Another PBM, Prime Therapeutics, is taking a different approach to providing access to hepatitis C drugs. The company, which serves more than 25 million people and is collectively owned by 13 Blue Cross and Blue Shield Plans, announced Monday that it reached agreements with both Gilead Sciences and AbbVie.
“There has been a substantial reduction in the net price of both of these drugs just in the past few weeks, so sometimes it pays not to go first,” Peter Wickersham, senior vice president of integrated care and specialty at Prime said in a statement. David Lassen, chief clinical officer at Prime added that "it was clear that neither Gilead nor AbbVie wanted to be left off our formulary and the result proved to be significantly better than taking an exclusive position.”
Anthem, like CVS and Express Scripts, emphasized that its Harvoni agreement does not preclude a doctor from prescribing another hepatitis C drug for clinical reasons. However, the population of patients who would need a different drug is expected to be small, a spokeswoman said.
So far, it appears that Anthem is the only payer to enter an exclusivity agreement.
One plan with no interest in such an agreement is Geisinger Health Plan, a subsidiary of Danville, Pa.-based Geisinger Health System. “[We] do not plan to select an exclusive hepatitis C treatment manufacturer or agent. Our members have access to the drug that will provide the best outcome as determined by the treating hepatologist,” said Dr. Ray Roth, chief medical officer for the plan.
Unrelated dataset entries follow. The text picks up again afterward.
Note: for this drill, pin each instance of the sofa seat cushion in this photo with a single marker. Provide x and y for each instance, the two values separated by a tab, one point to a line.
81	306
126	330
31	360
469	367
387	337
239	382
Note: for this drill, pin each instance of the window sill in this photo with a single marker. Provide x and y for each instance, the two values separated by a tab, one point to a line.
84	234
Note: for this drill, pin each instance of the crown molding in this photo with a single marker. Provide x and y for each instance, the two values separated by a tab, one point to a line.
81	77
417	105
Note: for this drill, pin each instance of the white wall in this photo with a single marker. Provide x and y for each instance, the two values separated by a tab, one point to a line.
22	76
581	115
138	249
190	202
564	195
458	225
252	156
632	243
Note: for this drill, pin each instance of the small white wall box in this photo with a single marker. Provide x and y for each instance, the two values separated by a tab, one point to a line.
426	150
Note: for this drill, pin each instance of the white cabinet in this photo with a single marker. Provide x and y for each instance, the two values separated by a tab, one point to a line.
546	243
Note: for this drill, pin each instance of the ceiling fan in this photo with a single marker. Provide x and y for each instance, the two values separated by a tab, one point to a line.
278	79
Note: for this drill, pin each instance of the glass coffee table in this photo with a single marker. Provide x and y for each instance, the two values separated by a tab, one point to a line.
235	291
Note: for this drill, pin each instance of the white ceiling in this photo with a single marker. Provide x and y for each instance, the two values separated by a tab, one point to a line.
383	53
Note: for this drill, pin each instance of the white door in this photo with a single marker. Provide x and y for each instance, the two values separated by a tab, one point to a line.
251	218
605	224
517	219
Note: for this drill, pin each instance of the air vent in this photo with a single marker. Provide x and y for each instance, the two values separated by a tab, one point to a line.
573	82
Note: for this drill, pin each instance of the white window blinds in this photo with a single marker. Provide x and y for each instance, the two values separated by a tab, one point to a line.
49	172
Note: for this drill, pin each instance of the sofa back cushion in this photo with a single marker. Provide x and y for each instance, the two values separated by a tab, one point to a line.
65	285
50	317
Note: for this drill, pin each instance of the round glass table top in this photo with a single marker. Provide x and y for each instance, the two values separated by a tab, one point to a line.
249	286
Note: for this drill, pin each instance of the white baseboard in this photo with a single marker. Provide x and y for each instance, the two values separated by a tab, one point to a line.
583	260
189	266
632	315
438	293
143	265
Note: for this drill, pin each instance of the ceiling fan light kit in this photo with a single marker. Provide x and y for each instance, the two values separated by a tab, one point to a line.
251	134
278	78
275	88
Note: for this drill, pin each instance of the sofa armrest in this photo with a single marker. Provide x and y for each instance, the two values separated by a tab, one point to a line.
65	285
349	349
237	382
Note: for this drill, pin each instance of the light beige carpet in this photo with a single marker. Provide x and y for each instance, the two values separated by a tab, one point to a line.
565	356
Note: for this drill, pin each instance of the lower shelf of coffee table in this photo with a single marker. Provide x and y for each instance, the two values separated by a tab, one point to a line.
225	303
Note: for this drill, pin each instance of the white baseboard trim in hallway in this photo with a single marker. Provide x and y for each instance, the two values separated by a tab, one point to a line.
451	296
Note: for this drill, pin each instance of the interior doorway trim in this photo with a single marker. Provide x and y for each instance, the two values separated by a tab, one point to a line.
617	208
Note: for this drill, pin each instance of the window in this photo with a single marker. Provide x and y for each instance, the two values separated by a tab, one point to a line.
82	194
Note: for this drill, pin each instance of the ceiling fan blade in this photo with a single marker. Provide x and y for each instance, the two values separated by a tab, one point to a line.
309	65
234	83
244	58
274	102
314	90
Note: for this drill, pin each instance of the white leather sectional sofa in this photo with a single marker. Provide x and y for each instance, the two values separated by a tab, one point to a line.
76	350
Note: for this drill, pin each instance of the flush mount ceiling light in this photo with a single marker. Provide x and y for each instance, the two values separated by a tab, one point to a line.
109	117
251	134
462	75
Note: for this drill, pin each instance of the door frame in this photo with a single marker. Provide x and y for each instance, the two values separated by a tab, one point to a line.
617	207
A Cigna Corp. executive said the company expects price competition to address the cost of the drugs, which has become a source of consternation for health insurers. Harvoni, approved by the FDA on Oct. 10, costs $94,500 for a 12-week regimen. Viekira Pak costs $83,320 for 12 weeks of treatment. Cigna is currently negotiating with Gilead and AbbVie. “We are seeing real competition between the two manufacturers which will benefit our customers and clients,” said Christopher Bradbury, vice president of integrated clinical and specialty drug solutions for Cigna Pharmacy Management.
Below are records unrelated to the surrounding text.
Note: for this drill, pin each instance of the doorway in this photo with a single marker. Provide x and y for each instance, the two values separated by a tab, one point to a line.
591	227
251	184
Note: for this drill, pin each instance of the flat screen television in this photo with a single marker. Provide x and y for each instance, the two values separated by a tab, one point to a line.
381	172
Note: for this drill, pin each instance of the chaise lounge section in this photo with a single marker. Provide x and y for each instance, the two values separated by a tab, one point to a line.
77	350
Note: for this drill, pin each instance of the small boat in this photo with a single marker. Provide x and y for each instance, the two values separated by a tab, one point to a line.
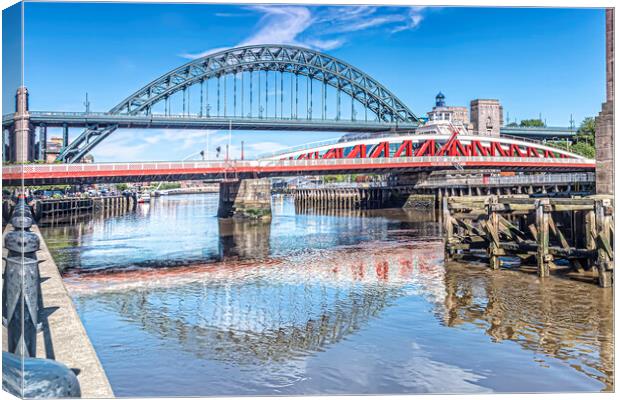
144	198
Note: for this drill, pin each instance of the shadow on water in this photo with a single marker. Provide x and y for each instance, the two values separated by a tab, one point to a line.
277	308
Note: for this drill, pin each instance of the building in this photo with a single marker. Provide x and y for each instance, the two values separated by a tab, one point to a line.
487	116
52	149
454	114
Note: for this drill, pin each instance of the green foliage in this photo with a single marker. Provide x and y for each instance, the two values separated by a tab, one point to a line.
532	123
587	131
584	149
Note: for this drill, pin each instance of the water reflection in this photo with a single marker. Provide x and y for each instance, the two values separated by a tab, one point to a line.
179	303
571	321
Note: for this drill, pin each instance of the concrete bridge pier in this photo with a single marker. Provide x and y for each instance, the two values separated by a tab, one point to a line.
245	199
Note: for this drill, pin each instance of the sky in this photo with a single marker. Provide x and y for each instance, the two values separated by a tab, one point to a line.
536	61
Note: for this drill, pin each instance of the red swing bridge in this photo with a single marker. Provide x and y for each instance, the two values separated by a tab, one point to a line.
383	153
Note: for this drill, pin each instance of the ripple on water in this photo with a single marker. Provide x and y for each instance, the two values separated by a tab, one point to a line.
343	305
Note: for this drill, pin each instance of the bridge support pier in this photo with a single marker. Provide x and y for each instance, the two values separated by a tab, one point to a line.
245	199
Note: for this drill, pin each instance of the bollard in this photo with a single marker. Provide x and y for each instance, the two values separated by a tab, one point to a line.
22	242
21	297
21	212
21	222
38	378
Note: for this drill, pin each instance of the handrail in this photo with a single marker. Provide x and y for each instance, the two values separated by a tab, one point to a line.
232	165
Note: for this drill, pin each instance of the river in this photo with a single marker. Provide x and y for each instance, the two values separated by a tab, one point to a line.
178	303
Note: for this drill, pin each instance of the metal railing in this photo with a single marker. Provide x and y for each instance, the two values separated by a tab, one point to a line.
234	165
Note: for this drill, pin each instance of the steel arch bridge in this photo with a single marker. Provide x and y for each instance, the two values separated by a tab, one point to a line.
257	76
296	61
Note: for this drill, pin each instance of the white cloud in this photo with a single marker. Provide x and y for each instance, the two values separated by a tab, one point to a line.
280	25
415	18
321	28
193	56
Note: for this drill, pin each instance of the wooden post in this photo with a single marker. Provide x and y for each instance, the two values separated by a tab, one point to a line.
604	262
448	228
494	250
542	227
590	234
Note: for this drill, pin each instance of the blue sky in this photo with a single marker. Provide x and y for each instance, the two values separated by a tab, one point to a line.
547	61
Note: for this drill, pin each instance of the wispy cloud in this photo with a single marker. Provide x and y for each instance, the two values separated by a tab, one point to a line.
322	28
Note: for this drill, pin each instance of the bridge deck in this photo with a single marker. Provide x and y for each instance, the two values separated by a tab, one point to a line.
32	174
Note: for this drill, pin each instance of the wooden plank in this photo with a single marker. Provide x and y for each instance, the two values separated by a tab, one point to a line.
558	233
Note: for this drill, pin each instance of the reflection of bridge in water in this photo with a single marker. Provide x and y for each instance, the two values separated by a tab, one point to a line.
242	312
247	312
535	314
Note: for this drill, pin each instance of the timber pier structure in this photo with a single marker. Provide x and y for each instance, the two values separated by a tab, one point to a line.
571	235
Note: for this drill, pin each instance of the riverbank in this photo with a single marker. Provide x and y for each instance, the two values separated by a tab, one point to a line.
304	305
63	337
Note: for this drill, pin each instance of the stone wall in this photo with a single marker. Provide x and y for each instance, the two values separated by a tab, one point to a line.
604	139
486	117
245	199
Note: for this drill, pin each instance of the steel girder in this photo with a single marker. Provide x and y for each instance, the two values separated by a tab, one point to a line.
282	58
84	143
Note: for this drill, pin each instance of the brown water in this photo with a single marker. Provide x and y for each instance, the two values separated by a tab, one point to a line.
179	304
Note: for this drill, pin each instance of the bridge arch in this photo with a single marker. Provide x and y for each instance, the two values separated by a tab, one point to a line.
331	72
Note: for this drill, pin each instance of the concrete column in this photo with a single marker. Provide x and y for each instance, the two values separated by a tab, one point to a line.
65	135
604	138
245	199
42	143
23	131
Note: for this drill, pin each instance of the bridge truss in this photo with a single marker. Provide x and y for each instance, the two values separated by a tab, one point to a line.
275	82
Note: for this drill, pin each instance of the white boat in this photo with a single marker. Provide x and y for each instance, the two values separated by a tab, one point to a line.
144	198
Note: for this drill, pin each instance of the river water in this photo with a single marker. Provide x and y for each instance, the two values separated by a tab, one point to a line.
178	303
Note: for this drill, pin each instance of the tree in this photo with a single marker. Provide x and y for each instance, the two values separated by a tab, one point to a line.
586	131
584	149
532	123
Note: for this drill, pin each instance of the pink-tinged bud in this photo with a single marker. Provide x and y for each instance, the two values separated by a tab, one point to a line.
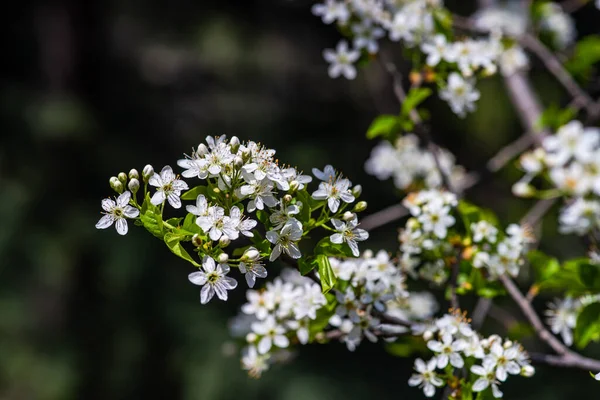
147	172
251	254
360	206
122	177
224	241
133	185
133	174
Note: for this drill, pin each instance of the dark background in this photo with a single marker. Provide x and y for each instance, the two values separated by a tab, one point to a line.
92	88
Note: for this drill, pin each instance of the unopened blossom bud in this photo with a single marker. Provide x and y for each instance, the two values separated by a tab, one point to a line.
427	335
251	254
360	206
527	371
251	337
147	172
224	241
118	186
238	162
133	185
133	174
122	177
234	142
523	189
202	149
196	240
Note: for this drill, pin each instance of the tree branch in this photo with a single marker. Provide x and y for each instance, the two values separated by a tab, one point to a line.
566	357
580	97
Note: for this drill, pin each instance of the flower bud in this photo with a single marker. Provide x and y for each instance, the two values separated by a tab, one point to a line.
523	189
427	335
147	172
133	174
118	187
196	240
224	241
360	206
238	162
527	371
202	149
122	177
112	181
251	254
234	142
133	185
116	184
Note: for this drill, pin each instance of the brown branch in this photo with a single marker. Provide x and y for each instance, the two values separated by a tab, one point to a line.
580	97
566	357
570	6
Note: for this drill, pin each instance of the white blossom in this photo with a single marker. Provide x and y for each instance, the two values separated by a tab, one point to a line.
213	280
348	233
341	61
168	187
116	212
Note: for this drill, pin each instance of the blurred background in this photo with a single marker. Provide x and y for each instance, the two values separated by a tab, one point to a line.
92	88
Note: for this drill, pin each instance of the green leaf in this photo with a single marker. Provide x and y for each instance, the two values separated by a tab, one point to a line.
586	54
193	193
384	125
151	218
414	97
305	265
173	243
326	273
588	325
543	265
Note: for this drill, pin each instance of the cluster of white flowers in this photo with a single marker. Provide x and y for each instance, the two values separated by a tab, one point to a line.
423	241
274	317
558	24
453	341
369	20
499	257
411	166
572	159
239	179
368	284
412	22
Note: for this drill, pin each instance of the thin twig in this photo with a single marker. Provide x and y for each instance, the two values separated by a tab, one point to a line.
509	152
566	357
480	312
580	97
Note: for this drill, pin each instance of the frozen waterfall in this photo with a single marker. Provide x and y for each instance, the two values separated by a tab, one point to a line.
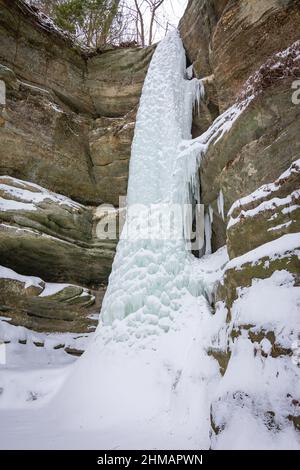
145	378
151	271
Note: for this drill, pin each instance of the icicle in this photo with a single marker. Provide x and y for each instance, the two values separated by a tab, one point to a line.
221	204
208	233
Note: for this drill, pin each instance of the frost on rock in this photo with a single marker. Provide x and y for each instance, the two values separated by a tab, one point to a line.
255	405
152	275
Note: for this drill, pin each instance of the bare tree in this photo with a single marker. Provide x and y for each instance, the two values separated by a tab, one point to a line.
145	16
153	6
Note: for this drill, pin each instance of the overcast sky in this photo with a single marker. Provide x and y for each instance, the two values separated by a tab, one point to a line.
171	11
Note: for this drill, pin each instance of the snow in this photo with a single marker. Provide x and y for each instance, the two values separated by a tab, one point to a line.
28	281
145	380
271	204
52	288
25	195
247	310
276	249
266	190
149	337
256	382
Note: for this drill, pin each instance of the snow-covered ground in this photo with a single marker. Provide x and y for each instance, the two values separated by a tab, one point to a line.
154	396
146	380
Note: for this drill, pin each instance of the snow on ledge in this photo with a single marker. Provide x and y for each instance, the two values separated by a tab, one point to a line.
29	281
275	249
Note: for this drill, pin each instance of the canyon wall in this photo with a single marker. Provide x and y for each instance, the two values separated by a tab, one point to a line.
248	52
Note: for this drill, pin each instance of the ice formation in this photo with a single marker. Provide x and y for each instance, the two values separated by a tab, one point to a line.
152	268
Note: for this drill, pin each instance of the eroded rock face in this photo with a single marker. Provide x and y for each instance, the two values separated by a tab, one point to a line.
251	49
247	34
32	303
45	234
56	92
But there is little doubt that other insurers will follow Anthem's lead.
“The savings to payers in these hepatitis C examples should be considerable, and the hope is that consumer benefit will exceed the loss of convenience,” said Katherine Hempstead, a health insurance policy director at the Robert Wood Johnson Foundation. “While these are the biggest examples thus far, I think we should expect specialty formulary exclusions to be a growing part of the future of drug contracting.”